Polizisten stehen bei einer Razzia gegen die Clan-Kriminalität in einer Shisha-Bar in Essen. In NRW kommt es immer wieder zu teils heftigen Konflikten.

  • Seit Jahren tobt ein Machtkampf zwischen verfeindeten Banden an Rhein und Ruhr.
  • Der Kern jeder Clan-Struktur ist die Familie, eine erzkonservative, islamisch geprägte Männerwelt, in der Ehre, Blutrache und archaische Regeln die Geschicke bestimmen und staatliche Instanzen nichts zählen.
  • Clan-Chef Rammo soll wiederholt gedroht haben, Zeugen zum Schweigen zu bringen. Der Fall zeigt einmal mehr, dass kriminelle Zweige kurdisch-arabischer Großfamilien nicht davor zurückschrecken, sich mit den Institutionen des Rechtsstaats anzulegen.

Essen – Die Verkehrskontrolle in Essen lief aus dem Ruder. Eine Streife ging Hinweisen auf ein illegales Straßenrennen nach. Aus dem gestoppten Auto brüllte Jamal Rammo (45) die Polizisten an. Die Clan-Größe aus dem Libanon tobte, als einer der Beamten ihm sagte, der Wagen werde beschlagnahmt. Wutentbrannt stieg Rammo aus, bedrohte den Beamten und schrie, er allein bestimme, was mit dem Auto zu geschehen habe. Auch machte er klar, dass er den Polizisten persönlich kenne. Sollte er das Fahrzeug sicherstellen, werde er „dafür bezahlen“.

Der Vorfall vom November 2018 ist Teil zweier Anklagen gegen Rammo. Es geht um schweren Raub, gefährliche Körperverletzung und Beleidigung von Polizeibeamten. „Mein Mandant wird sich aller Entschiedenheit gegen die unberechtigten Vorwürfe wehren“, sagt sein Verteidiger Burkhard Benecken. „Ich halte Herrn Rammo für unschuldig.“

Zeugen im Gericht eingeschüchtert

Die Staatsanwaltschaft sieht das anders. In zwei Fällen soll der Gangster einen Zeugen bedroht haben, um ihn zum Schweigen zu bringen. Im Sommer 2018 soll Rammo bei einem Prozess gegen einen seiner Söhne wegen des Vorwurfs der Körperverletzung vor dem Amtsgericht Oberhausen auf dem Gerichtsflur den Kronzeugen der Anklage dermaßen eingeschüchtert haben, dass der sich plötzlich an nichts mehr erinnern konnte. Laut Staatsanwaltschaft soll er dem Zeugen und mit der flachen Hand auf die Brust geschlagen haben: „Ich krieg’ Dich.“ Der Fall zeigt einmal mehr, dass kriminelle Zweige kurdisch-arabischer Großfamilien nicht davor zurückschrecken, sich mit den Institutionen des Rechtsstaats anzulegen.
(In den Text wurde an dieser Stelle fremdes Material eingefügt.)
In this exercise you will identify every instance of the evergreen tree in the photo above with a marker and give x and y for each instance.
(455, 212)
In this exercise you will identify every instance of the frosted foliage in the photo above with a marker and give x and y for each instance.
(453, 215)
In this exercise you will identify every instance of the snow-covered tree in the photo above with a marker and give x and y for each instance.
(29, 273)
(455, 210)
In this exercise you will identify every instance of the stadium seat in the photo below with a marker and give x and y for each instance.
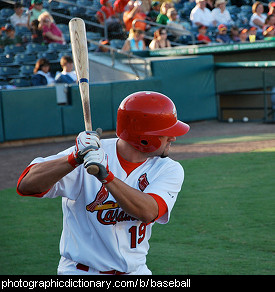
(26, 71)
(24, 58)
(6, 60)
(12, 49)
(51, 56)
(20, 82)
(8, 72)
(52, 47)
(35, 48)
(117, 43)
(6, 13)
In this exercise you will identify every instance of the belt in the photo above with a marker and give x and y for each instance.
(111, 272)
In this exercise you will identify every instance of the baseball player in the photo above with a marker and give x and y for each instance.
(108, 217)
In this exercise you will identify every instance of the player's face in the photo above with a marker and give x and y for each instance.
(164, 149)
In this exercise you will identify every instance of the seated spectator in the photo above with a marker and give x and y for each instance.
(134, 11)
(37, 33)
(103, 46)
(107, 9)
(235, 34)
(160, 40)
(154, 11)
(162, 17)
(68, 74)
(222, 36)
(252, 34)
(35, 10)
(119, 6)
(270, 20)
(220, 14)
(200, 15)
(202, 35)
(19, 17)
(258, 17)
(269, 33)
(42, 75)
(51, 33)
(10, 38)
(174, 27)
(135, 41)
(210, 4)
(271, 7)
(244, 35)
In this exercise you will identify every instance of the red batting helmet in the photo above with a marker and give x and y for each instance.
(144, 116)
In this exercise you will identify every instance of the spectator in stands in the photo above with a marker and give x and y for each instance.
(162, 17)
(135, 41)
(160, 40)
(119, 6)
(258, 17)
(154, 11)
(36, 10)
(51, 33)
(174, 27)
(235, 34)
(134, 12)
(200, 15)
(10, 38)
(105, 12)
(269, 33)
(270, 20)
(37, 33)
(19, 17)
(244, 35)
(252, 34)
(202, 36)
(210, 4)
(222, 36)
(271, 7)
(68, 74)
(220, 14)
(42, 75)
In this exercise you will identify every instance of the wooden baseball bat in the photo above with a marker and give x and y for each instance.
(81, 62)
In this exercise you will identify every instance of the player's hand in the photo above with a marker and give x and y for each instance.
(88, 140)
(100, 159)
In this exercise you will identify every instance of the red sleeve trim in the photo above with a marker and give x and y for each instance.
(40, 195)
(161, 204)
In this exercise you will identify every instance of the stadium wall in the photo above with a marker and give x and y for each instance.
(27, 113)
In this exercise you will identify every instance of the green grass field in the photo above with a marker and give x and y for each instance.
(222, 224)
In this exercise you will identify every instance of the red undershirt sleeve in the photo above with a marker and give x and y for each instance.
(161, 204)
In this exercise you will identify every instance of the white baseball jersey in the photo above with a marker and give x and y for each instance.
(96, 231)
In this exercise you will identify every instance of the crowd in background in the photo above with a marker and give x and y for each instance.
(181, 22)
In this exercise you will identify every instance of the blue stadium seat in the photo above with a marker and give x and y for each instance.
(20, 82)
(12, 49)
(26, 70)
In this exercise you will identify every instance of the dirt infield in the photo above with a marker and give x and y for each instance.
(15, 156)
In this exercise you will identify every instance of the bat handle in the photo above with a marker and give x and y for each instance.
(93, 169)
Der Rammo-Clan machte vor allem in Berlin Schlagzeilen. Da war der spektakuläre Diebstahl der 100 Kilogramm schweren Maple-Leaf-Goldmünze aus dem Bode-Museum. Überfälle auf Geldtransporter folgten, Einbrüche in Sparkassen, tödliche Angriffe mit Baseballschlägern auf Rivalen oder Geldwäsche im großen Stil durch den Kauf von Immobilien und Betrügereien mit der Corona-Soforthilfe. Immer häufiger müssen die Strafverfolger gegen Mitglieder des Rammo-Clans ermitteln. Zunehmend auch in Nordrhein-Westfalen. Weil die Großfamilie um Jamal Rammo im Ruhrgebiet aber bei weitem nicht auf das Personal zurückgreifen kann wie die in NRW führenden Clans der Omeirats, Saado oder der El-Zein, rekrutiert sie auch die Familienstämme aus Berlin. So geschehen Anfang Juli 2019 bei einer Clan-Fehde, die letztlich eine Art „Friedensrichter“ schlichten sollte. Das Treffen in einer Shisha-Bar begleiteten etwa 30 Abgesandte der Sippe von der Spree.
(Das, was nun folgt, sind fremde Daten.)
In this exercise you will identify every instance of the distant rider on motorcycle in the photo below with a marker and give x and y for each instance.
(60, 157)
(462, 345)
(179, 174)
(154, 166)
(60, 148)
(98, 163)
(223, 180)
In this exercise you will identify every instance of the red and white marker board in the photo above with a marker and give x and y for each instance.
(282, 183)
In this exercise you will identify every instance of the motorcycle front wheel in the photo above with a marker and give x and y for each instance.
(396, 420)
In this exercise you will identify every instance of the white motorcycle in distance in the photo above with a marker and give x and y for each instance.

28 Einträge im Strafregister

Seit Jahren zählt die Rhein- und Ruhrschiene zu den bundesweiten Clan-Hotspots. Das Landeskriminalamts listet in einem Lagebild aus dem Jahr 2018 rund 14 225 Straftaten auf. Insgesamt wurden 6449 tatverdächtige Personen identifiziert. Zwei Drittel von ihnen kommen aus dem Libanon oder aus der Türkei, ein Drittel besitzt einen deutschen Pass.

Der Kern jeder Clan-Struktur ist die Familie, eine erzkonservative, islamisch geprägte Männerwelt, in der Ehre, Blutrache und archaische Regeln die Geschicke bestimmen und staatliche Instanzen nichts zählen.

Das Strafregister von Jamal Rammo weist 28 Einträge auf. Die Familie soll Ermittlungen zufolge im Drogenhandel mitmischen. Raub, Erpressung, Diebstahl und Gewaltdelikte gehen ebenfalls auf ihr Konto. Derzeit laufen etliche Ermittlungsverfahren. So steht der Boss im Verdacht des Sozialhilfebetrugs in fünfstelliger Höhe. Rammo ist laut Staatsanwaltschaft der Besitzer der Shisha-Bar „Chocolate“ in Essen, die offiziell über einen seiner Söhne läuft. Bei einer Durchsuchung in der Familienwohnung fanden sich in Blechdosen mehr als 12 500 Euro. Viel Geld für eine Familie, die von Hartz IV lebt.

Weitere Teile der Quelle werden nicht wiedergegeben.